Thursday, April 11, 2013

The President's Support of Age Restrictions on Birth Control is the Opposite of "Common Sense."

After a judge recently overruled the decision to put age limits on the morning after pill, President Barack Obama defended the decision by calling age restrictions “common sense.” In reality, age restrictions defy common sense, and more importantly, science. Scientists and medical professionals at the Food and Drug Administration, American Congress of Obstetricians and Gynecologists, American Medical Association and other groups support access to birth control without age restrictions.

The president has made major contributions to women’s reproductive rights. At the same time he has taken two steps back at the behest of religious authorities and conservatives, both of whom have demonstrated a failure to understand basic biological functions of the female body, which should preclude them from all discussions of reproductive health.

A little more than a month ago, the president announced that religious employers are no longer mandated to cover contraception under the Affordable Care Act. Now the president continues to support Health and Human Services Secretary Kathleen Sebelius’ decision to keep age restrictions on the morning after pill, a young woman’s last-ditch effort to prevent pregnancy when she does not have access to monthly birth control pills or an IUD.

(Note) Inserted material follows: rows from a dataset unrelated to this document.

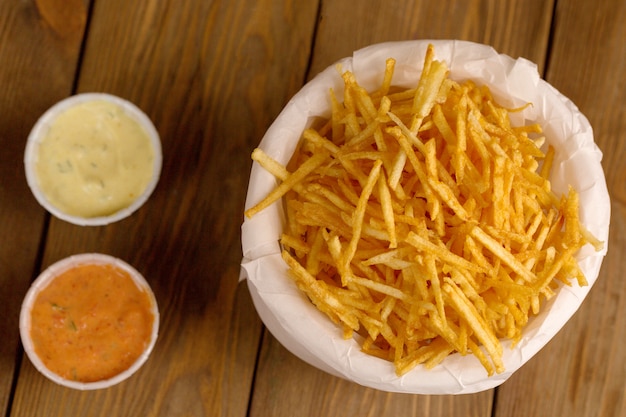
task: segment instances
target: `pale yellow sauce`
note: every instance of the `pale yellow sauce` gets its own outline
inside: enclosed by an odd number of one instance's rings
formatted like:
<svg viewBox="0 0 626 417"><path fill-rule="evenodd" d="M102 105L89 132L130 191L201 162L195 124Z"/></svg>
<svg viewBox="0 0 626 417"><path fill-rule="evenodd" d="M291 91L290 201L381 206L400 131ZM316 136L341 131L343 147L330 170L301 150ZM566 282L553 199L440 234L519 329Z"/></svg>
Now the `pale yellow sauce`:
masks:
<svg viewBox="0 0 626 417"><path fill-rule="evenodd" d="M61 113L42 139L39 186L74 216L111 215L141 195L155 153L145 129L117 104L90 101Z"/></svg>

Twice, the president could have said no to conservatives, political or ecclesiastical, and let access to birth control and emergency contraception expand. His choice is curious, since, during the election, he boldly embraced controversial issues such as reproductive rights and gay marriage, issues that were once defined by the conservative narrative. In the campaign’s Life of Julia slideshow, Julia is shown entering a pharmacy where she has access to family planning methods. The depiction of a young woman buying birth control as normal and acceptable would appear to be a great step forward for young women. It is interesting, however, that the slideshow doesn’t get into family planning until age 27.

I am sure the White House staff knows that most women have sex and therefore need birth control before the reproductively mature age of 27. On average, women lose their virginity at age 17. The ability to talk about young women having sex, however, is still fraught with misplaced concern; concern rooted in a culture that is scared of women’s sexuality.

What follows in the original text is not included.